Entretanto, são mais de 130 anos em que o empreendedorismo é marcado quase que 100% pela necessidade. Hoje, identificamos uma forma de empreender que finalmente vem ganhando outras motivações e características: já não é mais incomum encontrar empreendedoras negras com negócios cada vez mais inovadores e que buscam impactar positivamente a sociedade e o meio ambiente.
Por isso, em homenagem ao Mês de Julho das Pretas, é importante evidenciar algumas trajetórias de mulheres negras que, atualmente, representam metade das donas de negócios no Brasil e movimentam, anualmente, R $1,73 trilhão.
Diante deste cenário, pergunto: quantos negócios de sucesso liderados por mulheres negras você conhece?
Se as mulheres negras são a maioria da população empreendedora do país desde 1800, é plausível crer na existência de muitas histórias de sucesso.

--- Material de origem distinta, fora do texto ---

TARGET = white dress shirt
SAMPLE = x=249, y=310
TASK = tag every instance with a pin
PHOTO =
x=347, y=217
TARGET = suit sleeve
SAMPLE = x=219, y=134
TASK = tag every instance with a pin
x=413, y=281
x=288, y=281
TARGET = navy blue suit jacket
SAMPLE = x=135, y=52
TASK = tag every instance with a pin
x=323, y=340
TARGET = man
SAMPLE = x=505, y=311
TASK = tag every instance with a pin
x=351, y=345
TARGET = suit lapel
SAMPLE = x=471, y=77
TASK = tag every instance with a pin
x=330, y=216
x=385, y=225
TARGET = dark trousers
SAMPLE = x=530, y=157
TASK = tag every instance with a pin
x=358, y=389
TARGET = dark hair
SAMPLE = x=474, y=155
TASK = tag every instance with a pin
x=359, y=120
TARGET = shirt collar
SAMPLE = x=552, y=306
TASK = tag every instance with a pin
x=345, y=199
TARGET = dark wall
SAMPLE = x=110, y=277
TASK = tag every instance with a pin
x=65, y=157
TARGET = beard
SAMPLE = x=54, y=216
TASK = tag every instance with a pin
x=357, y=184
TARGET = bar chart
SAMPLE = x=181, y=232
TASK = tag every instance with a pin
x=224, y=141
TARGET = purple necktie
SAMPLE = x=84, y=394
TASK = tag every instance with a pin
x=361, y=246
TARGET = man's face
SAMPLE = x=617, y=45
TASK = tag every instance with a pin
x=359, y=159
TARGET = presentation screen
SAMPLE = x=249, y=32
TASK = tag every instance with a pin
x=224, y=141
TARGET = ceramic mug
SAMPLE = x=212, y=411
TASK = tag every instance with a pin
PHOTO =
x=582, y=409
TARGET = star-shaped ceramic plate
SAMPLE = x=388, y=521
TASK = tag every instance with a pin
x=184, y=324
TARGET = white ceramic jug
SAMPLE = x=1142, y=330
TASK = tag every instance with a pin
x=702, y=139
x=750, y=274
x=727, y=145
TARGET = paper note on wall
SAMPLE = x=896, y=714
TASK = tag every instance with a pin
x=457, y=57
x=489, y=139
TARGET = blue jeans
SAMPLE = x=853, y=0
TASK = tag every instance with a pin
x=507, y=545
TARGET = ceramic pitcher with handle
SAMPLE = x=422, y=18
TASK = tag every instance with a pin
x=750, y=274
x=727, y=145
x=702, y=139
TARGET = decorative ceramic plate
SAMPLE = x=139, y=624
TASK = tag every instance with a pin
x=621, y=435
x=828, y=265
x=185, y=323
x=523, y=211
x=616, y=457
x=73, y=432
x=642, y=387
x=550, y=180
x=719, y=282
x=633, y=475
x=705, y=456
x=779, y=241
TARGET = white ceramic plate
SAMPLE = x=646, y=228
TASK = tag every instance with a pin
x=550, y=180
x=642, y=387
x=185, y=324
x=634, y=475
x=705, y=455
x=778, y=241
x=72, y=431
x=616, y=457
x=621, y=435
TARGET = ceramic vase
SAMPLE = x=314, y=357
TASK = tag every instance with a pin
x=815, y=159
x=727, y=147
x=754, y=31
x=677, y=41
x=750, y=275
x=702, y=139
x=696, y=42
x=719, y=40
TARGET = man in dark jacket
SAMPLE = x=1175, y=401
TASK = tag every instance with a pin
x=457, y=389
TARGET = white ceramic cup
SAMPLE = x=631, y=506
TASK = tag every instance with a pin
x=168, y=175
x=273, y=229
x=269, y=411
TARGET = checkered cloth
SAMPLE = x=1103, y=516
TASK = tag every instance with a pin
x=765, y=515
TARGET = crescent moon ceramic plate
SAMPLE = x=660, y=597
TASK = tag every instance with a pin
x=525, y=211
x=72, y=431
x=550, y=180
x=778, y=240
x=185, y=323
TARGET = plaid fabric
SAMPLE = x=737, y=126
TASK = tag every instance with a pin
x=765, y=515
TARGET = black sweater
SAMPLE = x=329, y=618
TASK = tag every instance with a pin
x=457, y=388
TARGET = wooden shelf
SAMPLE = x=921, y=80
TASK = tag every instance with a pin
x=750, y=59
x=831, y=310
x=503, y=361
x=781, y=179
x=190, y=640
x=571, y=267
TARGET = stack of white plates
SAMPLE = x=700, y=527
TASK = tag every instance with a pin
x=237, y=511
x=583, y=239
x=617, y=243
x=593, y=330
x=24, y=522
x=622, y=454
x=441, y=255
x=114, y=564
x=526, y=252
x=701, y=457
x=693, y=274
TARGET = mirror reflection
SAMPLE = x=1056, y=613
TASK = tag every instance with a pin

Porém, muitos desses cases de sucesso não são evidenciados como os cases estrangeiros ou de negócios predominantemente masculinos. E considerando que inovar é resolver problemas complexos em ambientes de altas incertezas, há muito o que se compartilhar a partir da vivência da mulher negra desse país – e, principalmente, suas vivências no afroempreendedorismo.
As mulheres negras empreendedoras (e aquelas que desenvolvem o afroempreendedorismo) estão no bairro onde você mora, em seu ciclo de amizades, relacionamentos profissionais e diversos programas de aceleração existentes, como os programas da Semente, Entretanto, parece que a falta da conectividade e acesso à internet no território brasileiro, ou até mesmo o racismo estrutural, não têm dado o merecido espaço para que elas tenham destaque.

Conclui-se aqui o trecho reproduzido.